Chapter 7 studies the rotation of phenyl rings at different parts in a dendrimeric material. Molecular dynamics study reveals the different dynamics of molecular rotations at the core, branches and peripheral ends. The energy surfaces of molecular rotation are scanned using umbrella sampling, and the energy barriers are computed.

In Chapter 8, the rotational dynamics of molecular rotors in amphidynamic crystals are studied. The energy barriers of the rotation are computed by QM study to be ~0.2 kcal/mol, consistent with the ultrafast rotation in the rigid BODCA-MOF crystals. MD simulations reveal the ultrafast rotation at different temperatures and find it to be diffusion-like at high temperature.

Chapter 9 compares and studies the gearing performance of different molecular spur gears.
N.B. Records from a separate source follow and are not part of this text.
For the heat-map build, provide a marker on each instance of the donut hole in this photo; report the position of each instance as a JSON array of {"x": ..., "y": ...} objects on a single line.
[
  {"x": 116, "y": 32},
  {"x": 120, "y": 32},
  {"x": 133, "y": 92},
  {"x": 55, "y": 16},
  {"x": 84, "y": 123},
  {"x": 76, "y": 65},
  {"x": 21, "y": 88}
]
The gearing efficiency is affected by the distance between the two rotors in molecular gears. Solvent molecules are shown to interfere with the rotation of the molecular rotors and promote slippage rather than gearing. A new design of molecular spur gear is proposed and tested by MD simulations. With a macrocyclic structure, the solvent effect is eliminated and the molecular spur gear is able to gear in solvent phase.